Eco this and green that, every industry’s marketing departments seem to be jumping on the environmental bandwagon, but when it comes to vehicle manufacturers there’s actually a valid point. We may not exactly be saving the planet by driving ‘greener’ light commercials — there needs to be a dramatic reduction in human breeding rates for that to happen — but we can save money by running about in more efficient vehicles.
Volkswagen’s take on this efficiency drive is BlueMotion and the latest LCV to join the line-up is the Caddy. The approach is simple; take a standard 104hp (250Nm @ 1,900rpm) 1.9-litre direct injection short-wheelbase Caddy with a 3.2m3 load volume, fit a DPF (Diesel Particulate Filter), modify the gear ratios and strap on low rolling resistance tyres — in this case Michelin Energy Savers.
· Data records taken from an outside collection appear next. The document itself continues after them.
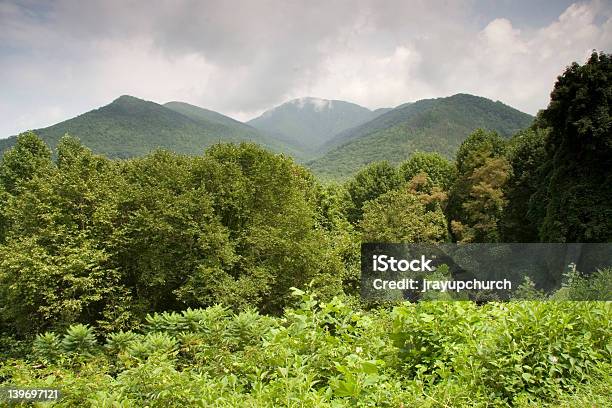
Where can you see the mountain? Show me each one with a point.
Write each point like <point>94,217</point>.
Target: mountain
<point>311,122</point>
<point>439,125</point>
<point>130,127</point>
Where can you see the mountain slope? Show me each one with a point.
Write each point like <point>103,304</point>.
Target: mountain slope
<point>130,127</point>
<point>428,125</point>
<point>310,122</point>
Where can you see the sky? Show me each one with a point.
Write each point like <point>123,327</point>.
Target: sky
<point>61,58</point>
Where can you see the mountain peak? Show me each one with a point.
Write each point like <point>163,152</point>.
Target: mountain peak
<point>309,122</point>
<point>318,104</point>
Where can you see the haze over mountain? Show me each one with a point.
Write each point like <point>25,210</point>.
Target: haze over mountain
<point>303,128</point>
<point>130,127</point>
<point>438,125</point>
<point>310,122</point>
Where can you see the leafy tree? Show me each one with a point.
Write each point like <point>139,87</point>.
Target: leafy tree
<point>439,170</point>
<point>401,216</point>
<point>476,200</point>
<point>370,183</point>
<point>579,154</point>
<point>525,155</point>
<point>484,207</point>
<point>28,157</point>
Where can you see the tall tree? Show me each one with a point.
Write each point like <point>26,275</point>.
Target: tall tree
<point>370,183</point>
<point>579,152</point>
<point>440,171</point>
<point>476,200</point>
<point>526,156</point>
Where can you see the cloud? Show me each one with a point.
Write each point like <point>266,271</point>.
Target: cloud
<point>62,58</point>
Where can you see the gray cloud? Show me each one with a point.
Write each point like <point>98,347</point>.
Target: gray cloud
<point>62,58</point>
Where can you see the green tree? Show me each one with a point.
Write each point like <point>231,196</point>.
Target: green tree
<point>484,207</point>
<point>476,200</point>
<point>579,154</point>
<point>526,155</point>
<point>29,156</point>
<point>441,172</point>
<point>370,183</point>
<point>401,216</point>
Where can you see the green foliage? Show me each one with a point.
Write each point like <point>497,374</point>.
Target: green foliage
<point>79,339</point>
<point>30,156</point>
<point>370,183</point>
<point>579,153</point>
<point>101,242</point>
<point>430,125</point>
<point>477,200</point>
<point>130,127</point>
<point>526,156</point>
<point>576,286</point>
<point>400,216</point>
<point>430,354</point>
<point>47,346</point>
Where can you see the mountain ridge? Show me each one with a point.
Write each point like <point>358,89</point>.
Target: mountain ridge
<point>437,124</point>
<point>309,122</point>
<point>130,126</point>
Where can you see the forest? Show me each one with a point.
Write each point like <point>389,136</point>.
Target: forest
<point>232,278</point>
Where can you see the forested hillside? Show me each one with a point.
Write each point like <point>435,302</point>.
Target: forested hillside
<point>312,122</point>
<point>431,125</point>
<point>231,277</point>
<point>130,127</point>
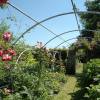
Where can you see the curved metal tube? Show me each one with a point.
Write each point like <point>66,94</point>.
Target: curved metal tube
<point>65,33</point>
<point>69,40</point>
<point>49,18</point>
<point>23,53</point>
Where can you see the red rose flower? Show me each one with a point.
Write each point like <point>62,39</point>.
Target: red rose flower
<point>12,52</point>
<point>6,57</point>
<point>1,52</point>
<point>7,36</point>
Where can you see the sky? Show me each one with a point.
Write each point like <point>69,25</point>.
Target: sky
<point>39,10</point>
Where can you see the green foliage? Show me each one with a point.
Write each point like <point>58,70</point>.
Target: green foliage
<point>90,80</point>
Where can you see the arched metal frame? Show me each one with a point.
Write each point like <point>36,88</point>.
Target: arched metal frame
<point>49,18</point>
<point>67,32</point>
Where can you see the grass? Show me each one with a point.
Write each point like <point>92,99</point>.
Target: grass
<point>70,86</point>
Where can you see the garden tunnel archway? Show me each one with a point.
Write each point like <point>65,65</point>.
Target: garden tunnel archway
<point>49,18</point>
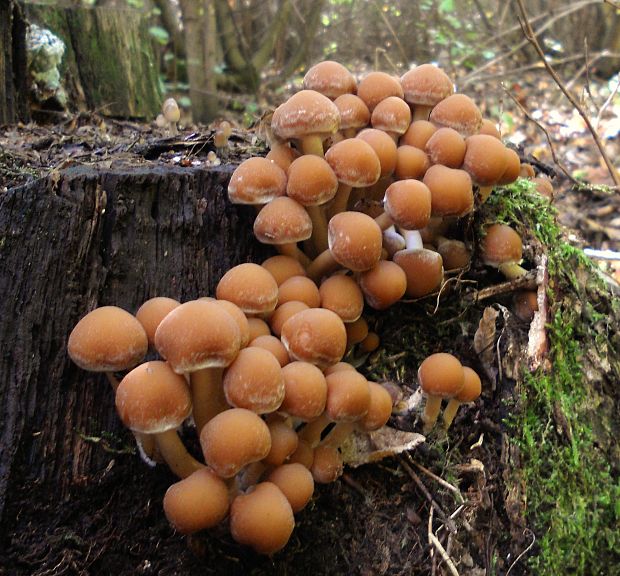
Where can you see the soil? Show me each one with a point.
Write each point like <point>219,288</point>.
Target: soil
<point>373,521</point>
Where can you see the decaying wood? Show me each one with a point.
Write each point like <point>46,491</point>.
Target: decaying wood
<point>77,240</point>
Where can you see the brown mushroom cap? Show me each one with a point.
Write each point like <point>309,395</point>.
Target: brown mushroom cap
<point>408,204</point>
<point>284,442</point>
<point>327,465</point>
<point>152,312</point>
<point>197,502</point>
<point>305,113</point>
<point>311,181</point>
<point>354,162</point>
<point>107,339</point>
<point>355,240</point>
<point>424,271</point>
<point>296,482</point>
<point>353,112</point>
<point>459,112</point>
<point>485,159</point>
<point>305,391</point>
<point>315,335</point>
<point>418,134</point>
<point>283,312</point>
<point>152,398</point>
<point>299,289</point>
<point>181,337</point>
<point>446,146</point>
<point>377,86</point>
<point>331,79</point>
<point>254,381</point>
<point>426,85</point>
<point>256,181</point>
<point>501,245</point>
<point>342,295</point>
<point>411,162</point>
<point>262,518</point>
<point>391,115</point>
<point>451,191</point>
<point>282,221</point>
<point>384,147</point>
<point>233,439</point>
<point>379,409</point>
<point>383,285</point>
<point>250,287</point>
<point>472,386</point>
<point>282,267</point>
<point>348,396</point>
<point>441,375</point>
<point>273,345</point>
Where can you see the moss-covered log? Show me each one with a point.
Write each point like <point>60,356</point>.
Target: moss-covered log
<point>109,64</point>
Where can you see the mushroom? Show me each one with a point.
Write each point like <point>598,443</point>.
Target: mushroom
<point>307,116</point>
<point>153,399</point>
<point>283,222</point>
<point>262,518</point>
<point>172,114</point>
<point>470,391</point>
<point>202,354</point>
<point>354,240</point>
<point>233,439</point>
<point>197,502</point>
<point>440,375</point>
<point>296,483</point>
<point>501,248</point>
<point>424,87</point>
<point>331,79</point>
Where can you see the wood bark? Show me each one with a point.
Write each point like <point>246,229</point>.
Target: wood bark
<point>109,65</point>
<point>13,88</point>
<point>81,239</point>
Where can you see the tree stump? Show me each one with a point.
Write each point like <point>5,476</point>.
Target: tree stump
<point>109,65</point>
<point>81,239</point>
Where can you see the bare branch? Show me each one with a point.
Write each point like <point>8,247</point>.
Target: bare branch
<point>531,38</point>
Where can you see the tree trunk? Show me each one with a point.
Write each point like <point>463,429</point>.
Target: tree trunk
<point>81,239</point>
<point>13,88</point>
<point>109,64</point>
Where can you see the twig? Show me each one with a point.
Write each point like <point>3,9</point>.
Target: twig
<point>437,544</point>
<point>531,37</point>
<point>524,551</point>
<point>549,141</point>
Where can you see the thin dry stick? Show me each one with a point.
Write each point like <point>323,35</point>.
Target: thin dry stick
<point>531,37</point>
<point>549,141</point>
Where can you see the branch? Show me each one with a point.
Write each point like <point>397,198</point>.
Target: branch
<point>550,142</point>
<point>531,37</point>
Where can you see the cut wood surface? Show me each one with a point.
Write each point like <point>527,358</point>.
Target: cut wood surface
<point>76,240</point>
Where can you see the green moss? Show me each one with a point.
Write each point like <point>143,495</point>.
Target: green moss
<point>572,491</point>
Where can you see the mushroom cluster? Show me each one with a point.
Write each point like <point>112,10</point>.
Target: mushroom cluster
<point>361,186</point>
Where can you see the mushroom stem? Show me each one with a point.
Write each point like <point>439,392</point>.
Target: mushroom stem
<point>208,398</point>
<point>512,270</point>
<point>146,443</point>
<point>319,227</point>
<point>322,265</point>
<point>293,251</point>
<point>421,112</point>
<point>341,199</point>
<point>311,432</point>
<point>431,412</point>
<point>174,453</point>
<point>312,145</point>
<point>450,412</point>
<point>484,192</point>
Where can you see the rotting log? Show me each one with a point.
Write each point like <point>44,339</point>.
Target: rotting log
<point>109,64</point>
<point>76,240</point>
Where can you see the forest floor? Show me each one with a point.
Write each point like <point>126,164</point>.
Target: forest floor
<point>457,489</point>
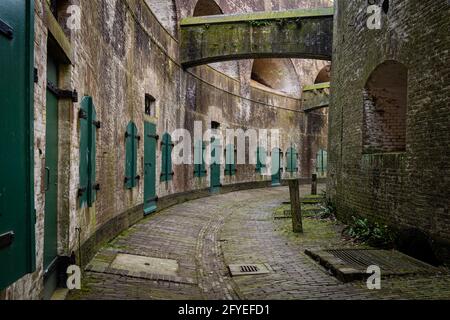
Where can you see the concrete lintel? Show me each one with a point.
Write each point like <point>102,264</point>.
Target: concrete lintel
<point>258,16</point>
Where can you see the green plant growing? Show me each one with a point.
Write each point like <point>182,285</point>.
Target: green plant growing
<point>372,233</point>
<point>260,23</point>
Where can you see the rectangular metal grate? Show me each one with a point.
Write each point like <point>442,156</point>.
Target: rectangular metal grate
<point>391,262</point>
<point>248,269</point>
<point>352,264</point>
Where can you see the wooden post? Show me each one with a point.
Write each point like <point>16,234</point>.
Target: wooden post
<point>314,185</point>
<point>296,208</point>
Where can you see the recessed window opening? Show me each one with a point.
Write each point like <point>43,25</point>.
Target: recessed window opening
<point>207,8</point>
<point>385,109</point>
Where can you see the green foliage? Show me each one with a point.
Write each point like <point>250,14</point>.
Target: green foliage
<point>372,233</point>
<point>328,208</point>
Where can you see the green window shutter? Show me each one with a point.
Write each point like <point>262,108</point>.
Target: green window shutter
<point>260,159</point>
<point>88,148</point>
<point>203,171</point>
<point>289,160</point>
<point>295,161</point>
<point>93,126</point>
<point>84,151</point>
<point>230,164</point>
<point>166,165</point>
<point>131,143</point>
<point>199,159</point>
<point>322,162</point>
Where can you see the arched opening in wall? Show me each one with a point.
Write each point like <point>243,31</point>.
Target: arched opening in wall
<point>207,8</point>
<point>166,13</point>
<point>276,74</point>
<point>385,109</point>
<point>324,75</point>
<point>59,9</point>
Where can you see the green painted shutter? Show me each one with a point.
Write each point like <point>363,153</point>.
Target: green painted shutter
<point>199,159</point>
<point>17,218</point>
<point>84,152</point>
<point>93,124</point>
<point>166,165</point>
<point>322,162</point>
<point>289,160</point>
<point>88,151</point>
<point>260,159</point>
<point>230,164</point>
<point>131,156</point>
<point>295,160</point>
<point>203,171</point>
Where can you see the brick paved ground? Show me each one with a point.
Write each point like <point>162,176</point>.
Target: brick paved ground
<point>206,235</point>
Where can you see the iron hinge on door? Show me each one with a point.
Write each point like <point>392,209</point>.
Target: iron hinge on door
<point>6,30</point>
<point>62,94</point>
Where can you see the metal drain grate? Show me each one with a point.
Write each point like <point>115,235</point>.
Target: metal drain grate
<point>248,269</point>
<point>389,261</point>
<point>351,264</point>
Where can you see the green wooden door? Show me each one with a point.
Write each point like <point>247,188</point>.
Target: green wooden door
<point>216,152</point>
<point>150,143</point>
<point>51,169</point>
<point>276,167</point>
<point>17,220</point>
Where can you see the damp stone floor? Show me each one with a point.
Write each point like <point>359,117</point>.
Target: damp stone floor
<point>185,253</point>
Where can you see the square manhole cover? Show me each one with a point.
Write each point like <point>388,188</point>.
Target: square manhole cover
<point>149,265</point>
<point>248,269</point>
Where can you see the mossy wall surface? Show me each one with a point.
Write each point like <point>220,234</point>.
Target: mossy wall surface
<point>120,54</point>
<point>410,189</point>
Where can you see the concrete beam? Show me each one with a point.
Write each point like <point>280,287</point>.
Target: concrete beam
<point>316,96</point>
<point>304,34</point>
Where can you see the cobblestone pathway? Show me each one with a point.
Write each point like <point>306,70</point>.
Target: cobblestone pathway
<point>206,235</point>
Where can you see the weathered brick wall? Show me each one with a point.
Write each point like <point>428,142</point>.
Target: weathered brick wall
<point>121,54</point>
<point>408,189</point>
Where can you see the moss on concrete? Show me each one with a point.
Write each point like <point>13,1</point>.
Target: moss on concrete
<point>259,16</point>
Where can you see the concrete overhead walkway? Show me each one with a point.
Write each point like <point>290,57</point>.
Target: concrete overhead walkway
<point>206,235</point>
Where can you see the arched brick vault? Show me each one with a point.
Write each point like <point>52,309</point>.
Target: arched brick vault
<point>306,69</point>
<point>305,34</point>
<point>167,13</point>
<point>276,74</point>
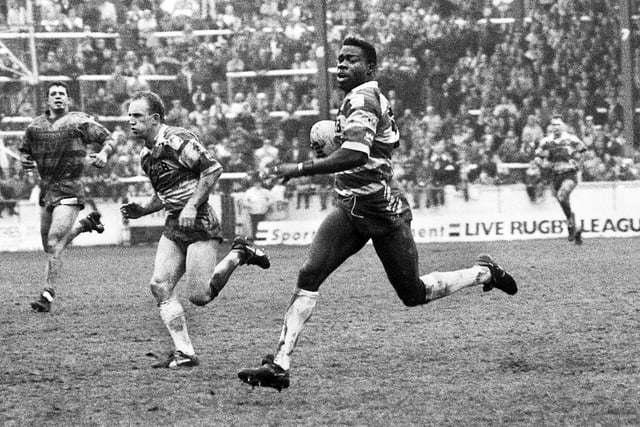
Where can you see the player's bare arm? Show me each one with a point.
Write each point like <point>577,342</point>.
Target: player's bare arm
<point>136,210</point>
<point>338,161</point>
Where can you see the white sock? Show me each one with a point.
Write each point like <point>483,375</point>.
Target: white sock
<point>441,284</point>
<point>172,314</point>
<point>299,311</point>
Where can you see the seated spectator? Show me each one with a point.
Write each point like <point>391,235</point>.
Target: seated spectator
<point>266,155</point>
<point>177,115</point>
<point>51,66</point>
<point>16,14</point>
<point>72,22</point>
<point>146,67</point>
<point>108,16</point>
<point>238,106</point>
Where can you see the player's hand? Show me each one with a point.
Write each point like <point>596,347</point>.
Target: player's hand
<point>187,218</point>
<point>283,170</point>
<point>28,163</point>
<point>131,210</point>
<point>98,160</point>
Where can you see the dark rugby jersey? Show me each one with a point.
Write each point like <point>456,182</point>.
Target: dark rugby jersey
<point>560,151</point>
<point>365,123</point>
<point>59,147</point>
<point>174,165</point>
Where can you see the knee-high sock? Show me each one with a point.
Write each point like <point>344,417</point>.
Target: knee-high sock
<point>299,311</point>
<point>223,271</point>
<point>441,284</point>
<point>52,271</point>
<point>172,315</point>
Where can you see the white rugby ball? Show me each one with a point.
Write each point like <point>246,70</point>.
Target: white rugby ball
<point>323,138</point>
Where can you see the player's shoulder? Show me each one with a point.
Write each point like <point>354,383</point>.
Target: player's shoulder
<point>75,118</point>
<point>176,137</point>
<point>38,121</point>
<point>547,139</point>
<point>365,96</point>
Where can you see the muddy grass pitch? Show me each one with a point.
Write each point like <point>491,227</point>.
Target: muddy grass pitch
<point>563,351</point>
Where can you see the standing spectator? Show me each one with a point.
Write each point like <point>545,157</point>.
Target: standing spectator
<point>16,14</point>
<point>177,114</point>
<point>51,66</point>
<point>108,15</point>
<point>266,155</point>
<point>146,67</point>
<point>60,164</point>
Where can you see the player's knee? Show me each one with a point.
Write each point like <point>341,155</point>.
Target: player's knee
<point>199,299</point>
<point>414,296</point>
<point>412,300</point>
<point>309,277</point>
<point>160,290</point>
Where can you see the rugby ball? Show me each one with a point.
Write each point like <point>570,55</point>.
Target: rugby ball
<point>323,138</point>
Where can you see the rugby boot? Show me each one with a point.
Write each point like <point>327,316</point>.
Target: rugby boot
<point>577,236</point>
<point>252,254</point>
<point>92,222</point>
<point>267,375</point>
<point>177,359</point>
<point>499,277</point>
<point>43,303</point>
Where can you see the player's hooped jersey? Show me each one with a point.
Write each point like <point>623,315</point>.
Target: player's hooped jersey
<point>174,165</point>
<point>365,123</point>
<point>560,151</point>
<point>59,147</point>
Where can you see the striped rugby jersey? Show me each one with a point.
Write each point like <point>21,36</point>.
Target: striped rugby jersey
<point>59,147</point>
<point>174,165</point>
<point>560,151</point>
<point>365,123</point>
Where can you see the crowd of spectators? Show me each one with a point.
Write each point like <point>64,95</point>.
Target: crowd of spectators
<point>471,97</point>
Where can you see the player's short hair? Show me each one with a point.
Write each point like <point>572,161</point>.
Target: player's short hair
<point>154,102</point>
<point>58,83</point>
<point>368,49</point>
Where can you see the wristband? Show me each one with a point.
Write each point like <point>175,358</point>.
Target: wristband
<point>304,168</point>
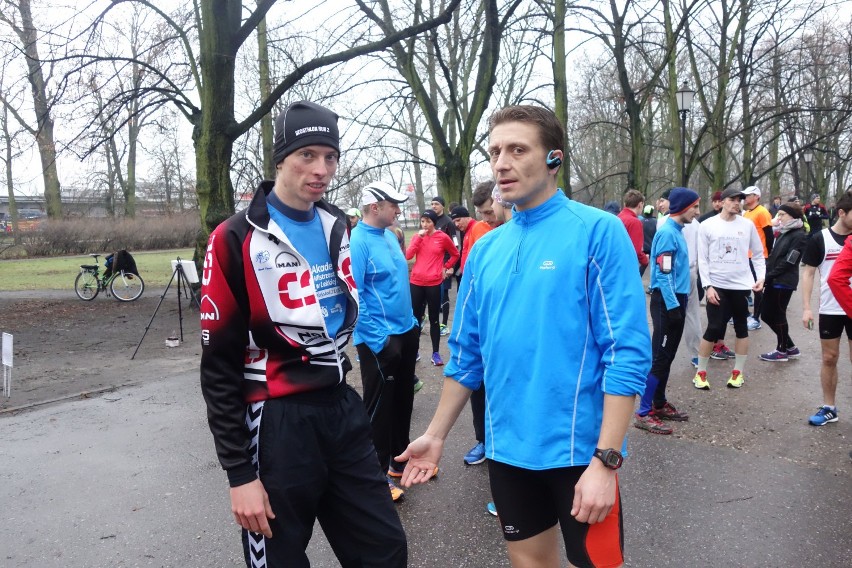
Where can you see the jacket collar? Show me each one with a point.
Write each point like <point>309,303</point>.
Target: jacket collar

In addition you also get cruise control, a trip computer and a tyre repair kit — to save the weight of the spare wheel — over and above the standard van’s specification.
The result is an official combined cycle fuel consumption figure of 45.6mpg — an improvement of 5.3 per cent — and a 10g/km reduction in CO2 emissions, taking it down to 149g/km.
Some other interesting changes also enter the mix. Gross vehicle weight is down by 81kg and kerb weight by 2kg which reduces the gross payload to 641kg. Overall height is reduced by 27mm, making the rear loading height 560mm. Braked towing weight, however, is up by 75kg to 1,500kg.
Blue Caddy comes with ABS — including traction control — remote central locking with deadlocking, driver’s airbag, full bulkhead with a solid steel lower half topped-off by a plastic mesh grille and a sliding side load door.
There is bags of storage space provided with an overhead shelf, lidless glovebox, two trays in the facia, four drinks holders and a bin in the centre console, as well as deep bins in the doors.
Thanks to a height-adjustable seat and a steering column with reach as well as rake adjustment it’s easy to set up just the right driving position.
The hydraulic power steering is excellent with plenty of feel and a good weight to it. Turn-in is sharp and Caddy corners flat thanks to a ride veering towards the hard side, but not uncomfortably so.
There’s more than sufficient torque provided and the gear ratios remain well spaced with a positive feel to the floor-mounted gearchange. All-in-all there is no perceptible difference between the performance of the standard Caddy and the BlueMotion version.
The only thing we would suggest changing is switching the upper mesh section of the bulkhead for a solid steel or composite plastic one; the latter would be lighter and more in line with the BlueMotion ethos. This would help cut down the noise emanating from the load area.
Like all Caddys, the BlueMotion is covered by a three-year/100,000 mile mechanical warranty which includes breakdown assistance in the UK and mainland Europe.
At a basic price of £13,270 (excl VAT) BlueMotion adds £950 to the cost of the standard 104hp Caddy and even at today’s cost of diesel, its going to take a fair old mileage to recoup it. We would rather forego the BlueMotion badge and spend the money on a DSG semi-auto gearbox instead.